The frequency of a synchronous AC generator (the type most commonly used in AC power generation) is directly proportional to the speed of the rotating electrical field(s) F = P * N / 120, where F = frequency (in Hz), P = number of poles of the rotating electrical field, and N = the speed of the rotating electrical field (in RPM).
In Isochoronous Speed Control mode, the energy being admitted to the prime mover is regulated very tightly in response to changes in load which would tend to cause changes in frequency (speed). Any increase in load would tend to cause the frequency to decrease, but energy is quickly admitted to the the prime mover to maintain the frequency at the setpoint. Any decrease in load would tend to cause the frequency to increase, but energy is quickly reduced to the prime mover to maintain the frequency at the setpoint.
In Droop Speed Control mode, the governor of the prime mover is not attempting to control the frequency (speed) of the AC generator. The term "share the load" causes much confusion, but just refers to the ability of the prime movers of AC generators to smoothly control the production of torque when connected in parallel with other generators supplying an electrical load.

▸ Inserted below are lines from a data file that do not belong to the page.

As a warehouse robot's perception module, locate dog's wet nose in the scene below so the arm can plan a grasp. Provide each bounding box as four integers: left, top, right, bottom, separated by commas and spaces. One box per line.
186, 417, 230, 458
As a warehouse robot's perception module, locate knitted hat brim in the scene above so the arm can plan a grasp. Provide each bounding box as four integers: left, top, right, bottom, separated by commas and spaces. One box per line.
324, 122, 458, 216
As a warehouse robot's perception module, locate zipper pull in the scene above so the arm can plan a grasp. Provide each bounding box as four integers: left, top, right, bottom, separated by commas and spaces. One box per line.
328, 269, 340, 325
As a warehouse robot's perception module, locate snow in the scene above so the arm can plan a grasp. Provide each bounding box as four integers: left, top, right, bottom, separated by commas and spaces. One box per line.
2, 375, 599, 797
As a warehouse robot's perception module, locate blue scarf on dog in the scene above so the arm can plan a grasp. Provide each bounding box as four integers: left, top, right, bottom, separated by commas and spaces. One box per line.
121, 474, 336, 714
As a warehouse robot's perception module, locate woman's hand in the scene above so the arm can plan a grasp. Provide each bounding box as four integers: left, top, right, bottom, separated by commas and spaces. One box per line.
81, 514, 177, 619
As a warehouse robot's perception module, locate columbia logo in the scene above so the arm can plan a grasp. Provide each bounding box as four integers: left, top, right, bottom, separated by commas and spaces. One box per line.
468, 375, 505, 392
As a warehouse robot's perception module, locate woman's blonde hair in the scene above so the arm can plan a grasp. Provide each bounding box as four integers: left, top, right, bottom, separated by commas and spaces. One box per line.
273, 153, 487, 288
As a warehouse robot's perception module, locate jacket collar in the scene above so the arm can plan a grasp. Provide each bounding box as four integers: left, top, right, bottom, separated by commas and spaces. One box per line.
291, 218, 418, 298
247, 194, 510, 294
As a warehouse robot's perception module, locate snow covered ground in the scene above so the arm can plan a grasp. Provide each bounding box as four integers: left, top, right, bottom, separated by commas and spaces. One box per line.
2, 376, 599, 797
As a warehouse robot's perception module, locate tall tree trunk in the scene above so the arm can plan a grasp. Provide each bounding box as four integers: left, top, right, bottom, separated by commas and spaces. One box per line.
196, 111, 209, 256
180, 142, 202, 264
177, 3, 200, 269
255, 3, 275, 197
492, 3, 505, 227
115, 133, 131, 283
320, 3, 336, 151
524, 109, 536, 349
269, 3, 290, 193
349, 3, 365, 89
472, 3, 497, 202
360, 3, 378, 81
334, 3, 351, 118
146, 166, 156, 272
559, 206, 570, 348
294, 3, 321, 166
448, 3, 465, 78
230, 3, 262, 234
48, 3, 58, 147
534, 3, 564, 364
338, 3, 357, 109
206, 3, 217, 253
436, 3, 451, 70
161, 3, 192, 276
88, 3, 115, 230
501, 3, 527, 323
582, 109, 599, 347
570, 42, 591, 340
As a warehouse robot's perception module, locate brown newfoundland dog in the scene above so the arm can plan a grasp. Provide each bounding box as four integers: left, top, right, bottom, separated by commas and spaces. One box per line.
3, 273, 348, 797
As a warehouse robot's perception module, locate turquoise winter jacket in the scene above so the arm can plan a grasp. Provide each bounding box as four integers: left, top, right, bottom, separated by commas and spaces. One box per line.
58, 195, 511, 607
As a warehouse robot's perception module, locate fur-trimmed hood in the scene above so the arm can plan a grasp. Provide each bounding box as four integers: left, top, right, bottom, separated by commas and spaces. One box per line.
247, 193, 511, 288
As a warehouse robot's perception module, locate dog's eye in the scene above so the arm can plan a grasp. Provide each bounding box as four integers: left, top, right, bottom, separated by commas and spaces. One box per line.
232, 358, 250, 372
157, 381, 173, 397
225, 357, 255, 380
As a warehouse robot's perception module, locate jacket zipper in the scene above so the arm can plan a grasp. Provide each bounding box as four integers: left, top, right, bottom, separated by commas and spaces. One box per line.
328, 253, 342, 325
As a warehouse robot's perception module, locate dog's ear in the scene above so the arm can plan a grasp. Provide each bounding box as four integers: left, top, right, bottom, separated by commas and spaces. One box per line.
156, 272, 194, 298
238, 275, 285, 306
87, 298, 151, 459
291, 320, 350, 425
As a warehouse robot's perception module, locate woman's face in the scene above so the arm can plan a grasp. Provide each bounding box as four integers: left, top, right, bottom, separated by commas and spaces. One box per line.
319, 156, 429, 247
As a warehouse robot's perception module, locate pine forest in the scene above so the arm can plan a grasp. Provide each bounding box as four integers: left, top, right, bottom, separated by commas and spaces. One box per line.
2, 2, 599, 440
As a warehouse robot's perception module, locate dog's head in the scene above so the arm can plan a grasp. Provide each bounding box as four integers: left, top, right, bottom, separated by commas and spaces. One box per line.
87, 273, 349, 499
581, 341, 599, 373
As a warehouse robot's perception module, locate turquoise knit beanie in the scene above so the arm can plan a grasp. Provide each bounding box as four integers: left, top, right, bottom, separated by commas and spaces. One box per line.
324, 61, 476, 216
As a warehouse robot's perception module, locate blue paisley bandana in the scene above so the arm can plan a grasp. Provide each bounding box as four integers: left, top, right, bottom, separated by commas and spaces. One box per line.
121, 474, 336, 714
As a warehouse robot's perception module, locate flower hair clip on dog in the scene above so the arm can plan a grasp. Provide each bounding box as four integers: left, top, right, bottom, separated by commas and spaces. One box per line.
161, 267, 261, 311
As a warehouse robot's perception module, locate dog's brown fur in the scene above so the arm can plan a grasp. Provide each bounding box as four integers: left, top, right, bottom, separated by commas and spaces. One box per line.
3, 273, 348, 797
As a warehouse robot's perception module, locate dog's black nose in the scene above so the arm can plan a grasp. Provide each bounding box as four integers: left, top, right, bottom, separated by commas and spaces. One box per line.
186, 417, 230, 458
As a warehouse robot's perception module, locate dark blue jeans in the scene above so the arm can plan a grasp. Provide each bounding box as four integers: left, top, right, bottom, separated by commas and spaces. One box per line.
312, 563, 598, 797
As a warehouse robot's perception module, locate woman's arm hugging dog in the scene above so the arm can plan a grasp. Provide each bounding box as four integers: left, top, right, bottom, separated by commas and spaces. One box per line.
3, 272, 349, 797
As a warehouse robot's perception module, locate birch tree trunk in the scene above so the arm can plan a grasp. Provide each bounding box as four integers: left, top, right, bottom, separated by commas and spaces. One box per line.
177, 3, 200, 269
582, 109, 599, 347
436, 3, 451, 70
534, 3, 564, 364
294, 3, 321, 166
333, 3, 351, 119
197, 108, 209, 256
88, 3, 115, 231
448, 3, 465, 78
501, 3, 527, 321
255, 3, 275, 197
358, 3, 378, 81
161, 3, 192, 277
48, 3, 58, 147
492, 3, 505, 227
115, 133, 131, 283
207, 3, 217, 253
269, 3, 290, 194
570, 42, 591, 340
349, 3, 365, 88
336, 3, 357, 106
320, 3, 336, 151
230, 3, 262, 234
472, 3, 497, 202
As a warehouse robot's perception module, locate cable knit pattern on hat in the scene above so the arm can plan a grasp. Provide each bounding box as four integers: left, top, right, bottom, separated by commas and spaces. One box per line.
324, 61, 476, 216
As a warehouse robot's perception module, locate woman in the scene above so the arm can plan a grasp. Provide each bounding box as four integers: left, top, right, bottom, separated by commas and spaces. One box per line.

Droop Speed Control, in fact, refers to the fact that the energy being admitted to the prime mover of the AC generator is being controlled in response to the difference between a speed (frequency) setpoint and the actual speed (frequency) of the prime mover. To increase the power output of the generator, the operator increases the speed setpoint of the prime mover, but since the speed cannot change (it's fixed by the frequency of the grid to which the generator is connected) the error, or difference, is used to increase the energy being admitted to the prime mover. So, the actual speed is being "allowed" to "droop" below its setpoint.
On a small electrical grid, one machine is usually operated in Isochronous Speed Control mode, and any other (usually smaller) generators which are connected to the grid are operated in Droop Speed Control mode. If two prime movers operating in Isochronous Speed Control mode are connected to the same electrical grid, they will usually "fight" to control the frequency, and wild oscillations of the grid frequency usually result. Only one machine can have its governor operating in Isochronous Speed Control mode for stable grid frequency control when multiple units are being operated in parallel. (There are Isochronous Load Sharing schemes in use in various places around the world, but they aren't very common.)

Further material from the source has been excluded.